HEART FAILURE
A 35 YEAR OLD WITH SHORTNESS OF BREATH AND PEDAL EDEMA
https://madhur116.blogspot.com/2020/05/on-1452020.html
https://hitesh116.blogspot.com/2020/05/elog-14th-may-2020.html
FOLLOWING IS THE PROBLEM LIST ACCORDING TO PATIENT'S PRIORITY:
MAIN COMPLAINTS(Chronologically):
- FEVER
- SHORTNESS OF BREATH
- BILATERAL PEDAL EDEMA
- GENERALISED WEAKNESS
EACH COMPLAINT IN DETAIL:
1.FEVER
- 1 month back
- High grade fever
- Associated symptoms:Chills
- PROBABLE CAUSES:
- Viral infection
- Malaria
- Meningitis (on examination, CNS is found to be normal--thus ruled out)
- Typhoid fever( ruled out as there is no abdominal pain or rashes associated with fever)
- Treatment:
- was treated symptomatically
- was given Antimalarials
- Since 2 weeks
- Initially was NHYA Grade 3
- Regressed to Grade 2 after treatment
- Associated symptoms: Paroxysmal Nocturnal Dyspnea
- PROBABLE DIAGNOSIS
- Respiratory cause(COPD,Pneumonia) -- ruled out as there are no symptoms such as cough,cold or wheeze
- Anemia
- Renal cause --ruled out as there is no associated oliguria or facial edema
- Heart failure
- Pitting type
- Progressive in nature
- Extent: Upto knees
- PROBABLE DIAGNOSIS:
- Heart Failure
- Liver disease (ascites is present but it is mild-not as prominent as pedal edema -- thus may not be related to liver)
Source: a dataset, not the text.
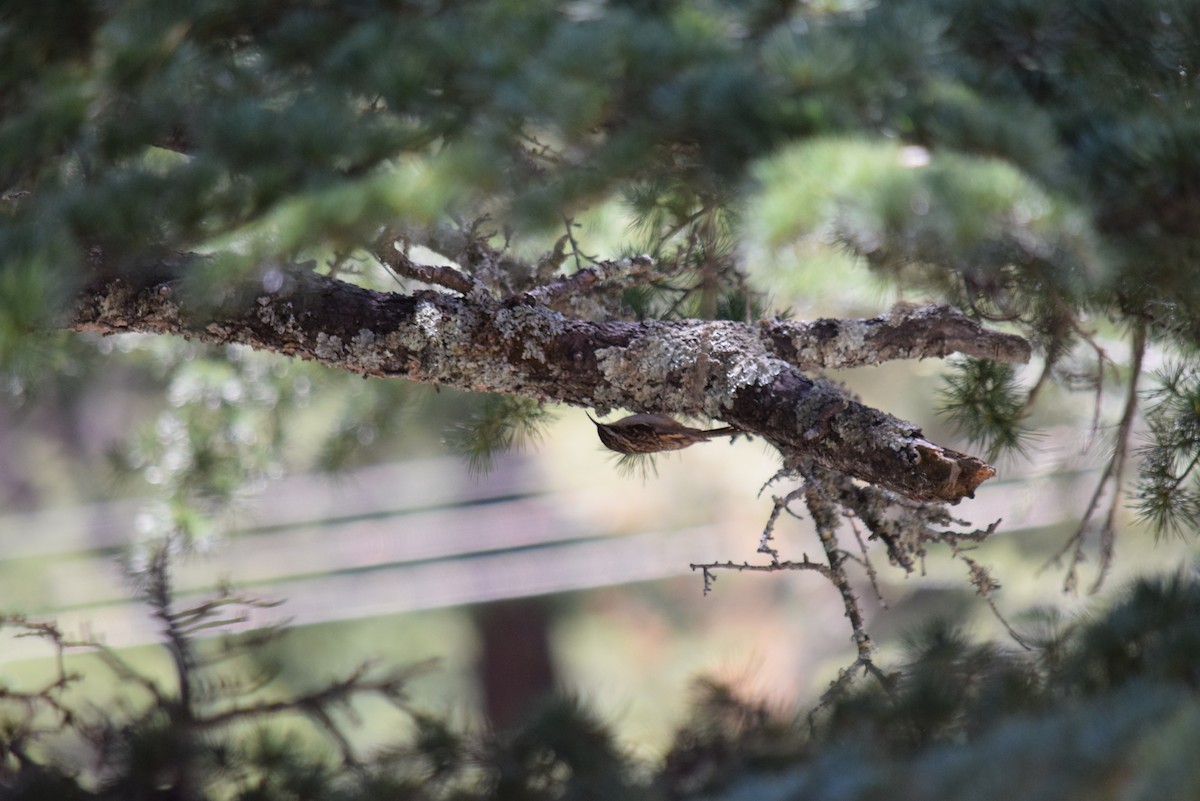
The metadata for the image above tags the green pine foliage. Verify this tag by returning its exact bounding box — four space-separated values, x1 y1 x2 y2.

- Malnutrition --ruled out as there is no abdominal distention
- Thyroid disorder --rare
- DURATION: from 2 weeks
- PROBABLE CAUSES:
- Asthma -- ruled out as there is no wheeze or cough
- Heart failure
- Shock
PAST HISTORY:
- No similar complains in the past and no H/O Trauma
- Not a known case of HTN,Diabetes,EPILEPSY,CVA,CAD
- Mixed diet
- Appetite and bowel and bladder habits are normal
- H/O Alcohol and smoking occasionally
GENERAL EXAMINATION:
- He is consious,coherent and cooperative,well built and well nourished
- Afebrile
- Pallor absent
- No Icterus,cyanosis,clubbing,lymphadenopathy
- Edema upto knees (grade2)
- BP:130/80mmhg
- PR:80bpm
ON EXAMINATION:
- CVS: S1, S2heard
- RS: right ISA early inspiratory crepts +
- P/A:soft and non tender
- CNS:
- High mental functions normal
- Cranial nerves intact
- Motor and Sensory system normal
- No meningeal and cerebellar signs
ON EXAMINATION OF NECK:
- JVP: was found to be raised(20 cm of H2O)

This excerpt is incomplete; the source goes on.